Omgekeerd is de menselijke geest niet materieel en bezit daarom geen van de specifieke eigenschappen van materie. Volgens de islamitische religie is de dood van mensen niet hun volledige vernietiging. In feite leert het ons dat met de dood de onvergankelijke geest zijn banden met het lichaam verbreekt, dat ontbindt en verdwijnt, in tegenstelling tot de geest die zijn bestaan ​​voortzet zonder het lichaam. God de Allerhoogste zegt:

"Degenen die de opstanding ontkennen, zeggen: 'Hoe zullen we opnieuw worden geschapen nadat we zijn gestorven en onze lichamen zijn ontbonden en verspreid over de aarde?'... O Profeet, antwoord hen: 'De Engel des Doods, gedelegeerd aan u, zal u scheiden van uw lichamen {daarom zult u uzelf niet vernietigen}" (Koran, XXXII: 10 -11).

De Profeet zei: “Als je sterft, vernietig je jezelf niet, maar ga je van de ene verblijfplaats naar de andere.".

Volgens de islam zet de mens na de dood zijn leven voort volgens een specifieke modaliteit: degene die goed heeft gehandeld, geniet van de gelukzaligheid en de gaven van God, degene die kwaad heeft gedaan, wordt in plaats daarvan ten prooi aan kwellingen. Als er dan het Universele Oordeel zal zijn, zal iedereen zich voor God moeten verantwoorden voor de daden die zij tijdens hun aardse leven hebben verricht. De wereld waarin de mens leeft vanaf zijn dood totdat de Dag des Oordeels wordt genoemd “Barzakh”. God de Allerhoogste zegt:

"Achter de mensen, na hun dood, zal er een barzakh {tussenfase, die zal duren} zijn tot de dag dat ze worden opgewekt" (Koran, XXXII: 10-11).

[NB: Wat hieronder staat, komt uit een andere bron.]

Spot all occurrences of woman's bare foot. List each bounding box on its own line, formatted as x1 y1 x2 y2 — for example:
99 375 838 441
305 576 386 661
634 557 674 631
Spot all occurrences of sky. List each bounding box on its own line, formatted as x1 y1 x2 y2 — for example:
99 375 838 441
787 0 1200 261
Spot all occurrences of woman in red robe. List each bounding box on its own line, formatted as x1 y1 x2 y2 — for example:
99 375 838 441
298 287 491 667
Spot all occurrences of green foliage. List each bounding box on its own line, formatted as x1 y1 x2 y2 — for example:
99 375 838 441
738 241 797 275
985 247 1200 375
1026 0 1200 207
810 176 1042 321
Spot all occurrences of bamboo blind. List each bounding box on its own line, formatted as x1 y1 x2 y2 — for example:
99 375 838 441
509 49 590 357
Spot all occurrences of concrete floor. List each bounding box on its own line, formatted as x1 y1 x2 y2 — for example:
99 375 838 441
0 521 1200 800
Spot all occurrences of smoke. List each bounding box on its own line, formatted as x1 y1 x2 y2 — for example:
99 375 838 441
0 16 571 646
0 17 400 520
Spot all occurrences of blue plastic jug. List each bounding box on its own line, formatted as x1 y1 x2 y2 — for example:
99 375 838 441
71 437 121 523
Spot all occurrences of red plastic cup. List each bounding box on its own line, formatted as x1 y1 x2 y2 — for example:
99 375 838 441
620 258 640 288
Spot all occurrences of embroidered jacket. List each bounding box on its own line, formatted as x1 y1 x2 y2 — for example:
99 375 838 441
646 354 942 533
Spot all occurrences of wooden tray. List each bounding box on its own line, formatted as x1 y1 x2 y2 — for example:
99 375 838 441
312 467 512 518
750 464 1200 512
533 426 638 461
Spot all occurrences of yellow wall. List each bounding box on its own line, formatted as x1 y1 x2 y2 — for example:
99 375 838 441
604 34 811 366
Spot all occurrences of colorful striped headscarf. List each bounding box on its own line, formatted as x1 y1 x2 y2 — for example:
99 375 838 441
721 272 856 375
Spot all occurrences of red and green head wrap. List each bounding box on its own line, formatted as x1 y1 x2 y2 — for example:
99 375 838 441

In een ander vers zegt hij:

"En beschouw degenen die op de weg van God zijn gevallen niet als dood, nee, zij leven en worden ondersteund door hun Heer" (Koran, III: 169).

Het zal daarom een ​​Paradijs zijn dat losstaat van elke voorwaarde die verband houdt met de dimensie van tijd, aangezien het berust in God zelf. Van degenen die in het leven niet het rechte pad volgden, wordt gezegd:

   Op die dag zullen hun excuses degenen die onrechtvaardig hebben gehandeld niet helpen [Koran, XXX, 57].

     God zal tegen zijn engelen zeggen: «Gooi elke koppige ongelovige, vijand van het goede, overtreder en scepticus in de hel...» [Koran, L, 24-25].

     Degene aan wie het boek aan de linkerkant zal worden gegeven... God zal tegen de demonen zeggen: «Neem het en stop het in blokken, en verbrand het dan in de oven» [Koran, LXIX, 25, 30-31].          

Over de Dag des Oordeels, wiens "gewicht" de juiste zal zijn en wiens "kennis alleen bij God is" (VII, 187), zegt Imam Ali:

Hij zal hen [mannen] in twee groepen verdelen: de gelovigen en de deugdzamen, de ongelovigen en de zondaars. Hij zal de eersten tot Zich roepen en zal ze altijd in Zijn Huis houden. Daar zullen ze voor altijd wonen... Maar de ongelovigen en zondaars zullen in de hel worden geworpen [Serm. Nee. 108].            

Dag des Oordeels markeert het einde van de ene wereld en is tegelijkertijd het begin van een nieuwe, zoals dit is opgenomen in het Boek van God en de Mahdi zelf. De koran zegt:

     Zoals we de eerste schepping voortbrachten, zo zullen we haar reproduceren op de Dag der Opstanding. Dit is een belofte... en Wij zullen het houden [Koran, XXI, 104].